ヨガとは、健康で平和な社会を生み出すための、宇宙の法則にのっとった、理論と実践方法を説いたものである。沖ヨガを段階的に学ぶための段階としてヨガ十段階がある。これは、ステップバイステップで順序よく無理のないよう説いてあることと、宗教心体得とその実践の修行法とがその中心になっており、理論とその教えを体得するために必要な具体的方法とが、無理なく無駄と無用がないように詳細に説かれている。だから、求める心さえもっていれば、誰にでも行なえるものである。これは他の修養団体には見られない、沖ヨガの一大特質である。
たとえば禅の場合、何の説明もなしに「ただ座れ」と言う。言葉を超えた境地を言葉で説明することは初めから不可能であり、言葉で説明しようと試みることがかえって誤解を招きやすく、いたずらに迷わせる原因となることもある。言葉によって生み出されるはからいを思い切って捨てるところから禅が始められるのであり、それがその特質であるとも言える。無言でただひたすらに座ることから始まり、理論的説明は行なわれない。その理由は体験体得すること、すなわち行を中心にして学ぶものであるからだ。しかし、この徹底した実践方法は、余程天才的な人間でない限り容易に実行できるものではない。ヨガは密教であるが二つの門が用意してある。一つは誰にでも入れる「教える門」と、もう一つは天才のための「教えざる門」である。

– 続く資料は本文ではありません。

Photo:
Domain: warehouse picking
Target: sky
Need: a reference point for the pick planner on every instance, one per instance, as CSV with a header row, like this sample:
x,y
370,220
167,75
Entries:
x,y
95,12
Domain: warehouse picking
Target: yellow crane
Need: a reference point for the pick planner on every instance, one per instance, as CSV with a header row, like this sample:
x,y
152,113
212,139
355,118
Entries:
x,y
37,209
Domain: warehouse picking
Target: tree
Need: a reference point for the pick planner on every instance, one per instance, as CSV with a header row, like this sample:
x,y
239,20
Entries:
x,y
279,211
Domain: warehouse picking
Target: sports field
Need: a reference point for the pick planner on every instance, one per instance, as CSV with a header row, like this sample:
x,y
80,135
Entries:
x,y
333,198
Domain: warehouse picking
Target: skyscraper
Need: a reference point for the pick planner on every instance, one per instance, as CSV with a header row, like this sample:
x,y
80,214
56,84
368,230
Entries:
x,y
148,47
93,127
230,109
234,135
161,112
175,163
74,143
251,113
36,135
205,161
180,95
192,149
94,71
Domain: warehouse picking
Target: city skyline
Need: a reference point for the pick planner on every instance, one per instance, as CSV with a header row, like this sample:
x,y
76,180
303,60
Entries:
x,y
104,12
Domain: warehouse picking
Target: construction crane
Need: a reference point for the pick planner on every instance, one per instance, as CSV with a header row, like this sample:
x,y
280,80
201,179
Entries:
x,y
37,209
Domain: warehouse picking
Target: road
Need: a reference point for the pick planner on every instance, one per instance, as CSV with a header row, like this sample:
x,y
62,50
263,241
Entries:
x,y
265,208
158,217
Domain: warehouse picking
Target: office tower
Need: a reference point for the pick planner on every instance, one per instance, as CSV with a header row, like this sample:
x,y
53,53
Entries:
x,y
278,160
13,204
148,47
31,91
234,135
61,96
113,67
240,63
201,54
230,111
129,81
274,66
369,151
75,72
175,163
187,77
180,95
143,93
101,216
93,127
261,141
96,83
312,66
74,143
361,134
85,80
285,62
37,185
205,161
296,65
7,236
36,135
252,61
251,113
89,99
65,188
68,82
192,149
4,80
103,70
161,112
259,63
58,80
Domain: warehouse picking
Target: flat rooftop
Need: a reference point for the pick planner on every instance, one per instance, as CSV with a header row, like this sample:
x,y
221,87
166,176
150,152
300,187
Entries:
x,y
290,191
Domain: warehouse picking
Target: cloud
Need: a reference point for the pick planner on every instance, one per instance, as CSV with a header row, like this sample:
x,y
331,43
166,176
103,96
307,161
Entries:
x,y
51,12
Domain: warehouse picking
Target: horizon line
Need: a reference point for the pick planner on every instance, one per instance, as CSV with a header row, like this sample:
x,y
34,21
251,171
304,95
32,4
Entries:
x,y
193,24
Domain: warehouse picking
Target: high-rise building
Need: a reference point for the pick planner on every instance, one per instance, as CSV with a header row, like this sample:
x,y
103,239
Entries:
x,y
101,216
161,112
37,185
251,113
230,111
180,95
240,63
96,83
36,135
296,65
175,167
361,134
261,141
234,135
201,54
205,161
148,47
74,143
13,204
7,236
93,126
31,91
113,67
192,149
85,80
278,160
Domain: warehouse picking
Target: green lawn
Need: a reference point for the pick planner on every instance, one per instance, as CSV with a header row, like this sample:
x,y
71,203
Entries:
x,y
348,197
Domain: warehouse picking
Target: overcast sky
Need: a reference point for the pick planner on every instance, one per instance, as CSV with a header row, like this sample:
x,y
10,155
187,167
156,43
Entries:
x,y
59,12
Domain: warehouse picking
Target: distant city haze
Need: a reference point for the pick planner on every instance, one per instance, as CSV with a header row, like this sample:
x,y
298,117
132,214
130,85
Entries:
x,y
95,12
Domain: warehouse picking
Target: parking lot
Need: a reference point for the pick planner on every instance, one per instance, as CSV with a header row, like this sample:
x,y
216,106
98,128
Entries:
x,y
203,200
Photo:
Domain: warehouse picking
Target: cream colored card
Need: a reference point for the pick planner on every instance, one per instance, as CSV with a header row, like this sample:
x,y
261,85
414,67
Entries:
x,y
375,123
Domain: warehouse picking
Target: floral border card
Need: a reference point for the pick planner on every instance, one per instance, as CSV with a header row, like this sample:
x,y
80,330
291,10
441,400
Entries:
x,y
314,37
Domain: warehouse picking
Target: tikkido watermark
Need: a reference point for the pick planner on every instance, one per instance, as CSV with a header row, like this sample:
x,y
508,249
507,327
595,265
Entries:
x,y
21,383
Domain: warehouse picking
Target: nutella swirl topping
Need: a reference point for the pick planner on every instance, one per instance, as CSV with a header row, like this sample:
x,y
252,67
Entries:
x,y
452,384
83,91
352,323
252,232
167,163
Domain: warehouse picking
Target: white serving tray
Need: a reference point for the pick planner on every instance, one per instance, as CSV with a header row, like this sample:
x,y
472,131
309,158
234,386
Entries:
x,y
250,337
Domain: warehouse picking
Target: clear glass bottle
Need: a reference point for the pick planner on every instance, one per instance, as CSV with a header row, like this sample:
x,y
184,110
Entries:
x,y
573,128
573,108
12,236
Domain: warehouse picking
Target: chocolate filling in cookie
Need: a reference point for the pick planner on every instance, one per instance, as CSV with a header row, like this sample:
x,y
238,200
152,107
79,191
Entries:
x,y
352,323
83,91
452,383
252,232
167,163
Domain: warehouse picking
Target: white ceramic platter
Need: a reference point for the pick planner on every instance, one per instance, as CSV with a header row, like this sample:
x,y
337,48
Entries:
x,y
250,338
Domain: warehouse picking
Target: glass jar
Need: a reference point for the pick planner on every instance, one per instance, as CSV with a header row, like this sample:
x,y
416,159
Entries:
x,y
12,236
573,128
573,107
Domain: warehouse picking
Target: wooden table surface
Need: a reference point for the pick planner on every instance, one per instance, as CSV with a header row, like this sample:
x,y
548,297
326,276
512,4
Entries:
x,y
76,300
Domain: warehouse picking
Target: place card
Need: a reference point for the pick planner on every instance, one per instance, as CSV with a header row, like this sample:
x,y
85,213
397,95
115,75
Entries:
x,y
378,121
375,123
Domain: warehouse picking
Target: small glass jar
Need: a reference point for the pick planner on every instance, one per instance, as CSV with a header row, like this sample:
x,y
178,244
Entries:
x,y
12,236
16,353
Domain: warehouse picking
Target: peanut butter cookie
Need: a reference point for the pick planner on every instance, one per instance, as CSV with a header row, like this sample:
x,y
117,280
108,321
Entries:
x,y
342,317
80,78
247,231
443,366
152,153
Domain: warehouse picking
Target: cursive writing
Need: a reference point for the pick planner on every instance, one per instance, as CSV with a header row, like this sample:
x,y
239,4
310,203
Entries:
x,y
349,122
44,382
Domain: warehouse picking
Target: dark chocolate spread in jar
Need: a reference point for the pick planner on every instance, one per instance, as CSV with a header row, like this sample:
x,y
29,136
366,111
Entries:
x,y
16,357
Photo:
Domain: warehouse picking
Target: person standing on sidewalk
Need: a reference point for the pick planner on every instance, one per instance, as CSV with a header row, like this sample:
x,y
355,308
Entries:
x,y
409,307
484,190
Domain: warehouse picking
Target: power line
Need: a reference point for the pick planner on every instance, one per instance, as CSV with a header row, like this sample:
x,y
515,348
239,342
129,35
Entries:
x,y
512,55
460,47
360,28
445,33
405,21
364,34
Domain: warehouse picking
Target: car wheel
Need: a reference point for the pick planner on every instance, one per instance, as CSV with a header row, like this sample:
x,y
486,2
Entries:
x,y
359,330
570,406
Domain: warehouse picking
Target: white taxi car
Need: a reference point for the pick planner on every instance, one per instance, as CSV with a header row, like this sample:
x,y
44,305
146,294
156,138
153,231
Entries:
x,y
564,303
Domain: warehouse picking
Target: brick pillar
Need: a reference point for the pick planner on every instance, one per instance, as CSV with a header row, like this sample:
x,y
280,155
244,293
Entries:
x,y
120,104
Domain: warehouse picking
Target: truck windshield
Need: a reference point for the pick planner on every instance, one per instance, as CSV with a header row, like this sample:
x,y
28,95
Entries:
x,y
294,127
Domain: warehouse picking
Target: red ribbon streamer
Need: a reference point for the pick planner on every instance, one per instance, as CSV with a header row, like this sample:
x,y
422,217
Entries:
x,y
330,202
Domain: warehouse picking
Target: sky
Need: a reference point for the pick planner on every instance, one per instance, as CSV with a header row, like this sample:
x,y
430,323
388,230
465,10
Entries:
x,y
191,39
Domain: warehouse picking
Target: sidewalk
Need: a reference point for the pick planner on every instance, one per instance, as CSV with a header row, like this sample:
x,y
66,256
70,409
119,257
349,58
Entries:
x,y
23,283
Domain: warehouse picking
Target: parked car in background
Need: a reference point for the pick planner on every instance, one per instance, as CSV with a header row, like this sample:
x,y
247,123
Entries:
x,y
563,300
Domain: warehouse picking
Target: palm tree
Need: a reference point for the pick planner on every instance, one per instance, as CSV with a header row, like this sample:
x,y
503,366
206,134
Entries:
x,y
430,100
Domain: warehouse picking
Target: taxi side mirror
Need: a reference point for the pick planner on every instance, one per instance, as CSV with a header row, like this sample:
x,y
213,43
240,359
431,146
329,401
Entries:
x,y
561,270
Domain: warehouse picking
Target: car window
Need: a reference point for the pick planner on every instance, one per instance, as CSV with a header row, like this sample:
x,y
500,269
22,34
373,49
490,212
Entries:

教えざる門とは キリスト教の場合、「ただ信ぜよ」という。純粋な心の持ち主にとっては確かにこの言葉は正しい。なぜなら信仰とは無心無償で信ずる心のことであるからだ。信頼あるいは信用といった場合、何か具体的な裏づけがあって成り立つわけだが、信仰にはそのような裏づけはない。神の意志は人間のはからいを超えている。神は一人の人間をもっと大きく強く、豊かな者に育てるために、色々な苦しみを与え給うのであるから、信仰心とはその“苦しみのお与え”に神の愛を感じ、神の心を信じることである。苦しみを苦しみながら、同時にそれを教えとして喜び、積極的に、進化へのチャンスとしてその苦境を活用し、苦しみの与え親の御心に応え得る生き方をすることである。沖ヨガでは、すべてのことをこの心で、つまり神愛として受け取り、それによって悟りを体得・実行するのである。しかし、「ただ信ずる」ということは、余程心が聖化された人間でない限り不可能なことである。
教える門とは、沖ヨガでは入門から聖なる自由、すなわち悟りに至る道を十段階に分けて説いている。十の段階といっても、そこに価値の序列があるわけではない。ただ、説きやすい(理解しやすい)順序と実際に行ずる時の自然なプロセスに則して、十に分けて説いたのであり、本来は一つのものである。どれ一つが欠けてもヨガとはならない。
ヨガ行法の基本行は冥想行法であるが、初めから冥想行を実行することは難しいことなので、その前の準備段階の行法から説いている。準備段階の行法には第一段階のヤマ・ニヤマ、第二段階のアサンス、第三段階のプラナヤマ、第四段階のプラティヤハラ、第五段階のダラーナまでが準備段階の行法である。